Microplastics in Topsoil Stunt the Growth of Earthworms

Worms exposed to topsoil with microplastics lost weight after thirty days.
Donna Fuscaldo

Here's another way plastics are harming the earth: they are stunting the growth of worms. 

That's according to a new study by academics at Anglia Ruskin University, which was published in Environmental Science & Technology.  


First study to measure microplastics impact on earthworms 

The study, which is the first of its kind to measure the impact of microplastics on endogeic worms that live in topsoil, found that after 30 days living with high-density polyethylene or HDPE, which is used to make plastic bottles and bags, earthworms lost about 3.1% of their weight on average.  Earthworms living in topsoil without the microplastic increased their weight by 5.1% in the same time period.  

In addition to harming the earthworms ability to gain weight, researchers found the soil with the microplastics had decreased soil PH. Spoil that included polylactic acid or PLA, which is a biodegradable plastic, resulted in the reduction of the height of ryegrass. When HDPE and microplastic clothing fibers were introduced the number of ryegrass seeds that germinated declined. 

 "The earthworms lost weight overall when certain microplastics were present and grew significantly in weight in soil without added microplastics. However, the specific reasons for this weight loss needs unraveling," wrote Dr. Bas Boots, Lecturer in Biology at Anglia Ruskin University and lead author of the study in a press release. "It may be that the response mechanisms to microplastics may be comparable in earthworms to that of the aquatic lugworms, which have been previously studied. These effects include the obstruction and irritation of the digestive tract, limiting the absorption of nutrients and reducing growth."

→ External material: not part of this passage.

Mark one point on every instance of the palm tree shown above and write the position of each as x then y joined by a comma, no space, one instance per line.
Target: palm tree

Worms play an important role in maintaining healthy soil

So why was studying the impact of microplastics on worms so important?

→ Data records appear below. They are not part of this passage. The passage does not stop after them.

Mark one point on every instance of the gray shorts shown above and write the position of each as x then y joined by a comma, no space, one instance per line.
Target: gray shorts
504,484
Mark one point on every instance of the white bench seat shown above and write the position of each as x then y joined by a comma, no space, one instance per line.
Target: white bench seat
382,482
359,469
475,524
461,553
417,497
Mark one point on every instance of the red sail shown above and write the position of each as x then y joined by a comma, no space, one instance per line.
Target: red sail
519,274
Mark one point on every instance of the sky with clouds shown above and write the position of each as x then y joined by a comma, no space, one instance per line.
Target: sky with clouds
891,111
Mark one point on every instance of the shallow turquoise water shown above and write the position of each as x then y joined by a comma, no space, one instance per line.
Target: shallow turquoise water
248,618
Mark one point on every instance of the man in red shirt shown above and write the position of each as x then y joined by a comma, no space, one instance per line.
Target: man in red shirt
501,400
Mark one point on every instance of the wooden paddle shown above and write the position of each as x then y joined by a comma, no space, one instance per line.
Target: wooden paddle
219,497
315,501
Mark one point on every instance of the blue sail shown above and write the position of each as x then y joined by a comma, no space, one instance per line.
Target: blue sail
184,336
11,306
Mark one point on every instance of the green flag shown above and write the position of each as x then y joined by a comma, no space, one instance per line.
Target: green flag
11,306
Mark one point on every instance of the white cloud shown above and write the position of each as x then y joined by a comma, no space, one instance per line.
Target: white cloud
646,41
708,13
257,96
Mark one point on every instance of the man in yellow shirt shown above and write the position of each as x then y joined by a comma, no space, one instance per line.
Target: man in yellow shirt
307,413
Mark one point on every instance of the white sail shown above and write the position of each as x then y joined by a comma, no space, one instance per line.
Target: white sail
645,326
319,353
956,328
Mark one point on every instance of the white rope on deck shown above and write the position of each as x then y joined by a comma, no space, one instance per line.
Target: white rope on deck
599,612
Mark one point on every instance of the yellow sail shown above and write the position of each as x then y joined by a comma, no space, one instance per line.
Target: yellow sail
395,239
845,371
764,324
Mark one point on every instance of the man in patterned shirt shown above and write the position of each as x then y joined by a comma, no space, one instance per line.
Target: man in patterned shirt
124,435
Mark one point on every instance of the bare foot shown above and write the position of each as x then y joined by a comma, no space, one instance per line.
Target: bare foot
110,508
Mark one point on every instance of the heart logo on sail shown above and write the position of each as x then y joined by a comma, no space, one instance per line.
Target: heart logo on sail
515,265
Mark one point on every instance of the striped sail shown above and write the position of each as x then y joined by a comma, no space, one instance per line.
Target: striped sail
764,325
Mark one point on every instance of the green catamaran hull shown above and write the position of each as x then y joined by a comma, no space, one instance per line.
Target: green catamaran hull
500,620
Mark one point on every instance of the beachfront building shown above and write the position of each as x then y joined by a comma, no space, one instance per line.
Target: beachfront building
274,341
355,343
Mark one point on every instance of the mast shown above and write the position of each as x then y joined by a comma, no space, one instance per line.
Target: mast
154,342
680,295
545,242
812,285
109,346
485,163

According to Connor Russell, a graduate of the MSc Applied Wildlife Conservation course at Anglia Ruskin University (ARU) and a co-author of the study earthworms should be viewed as "ecosystem engineers" since they play a role in maintaining healthy soil by ingesting dead organic matter. That, in turn, increases the availability of nutrients in the soil. 

"Their burrowing activity improves soil structure, helping with drainage and preventing erosion. It's therefore highly likely that any pollution that impacts the health of soil fauna, such as earthworms, may have cascading effects on other aspects of the soil ecosystem, such as plant growth," he said in the press release.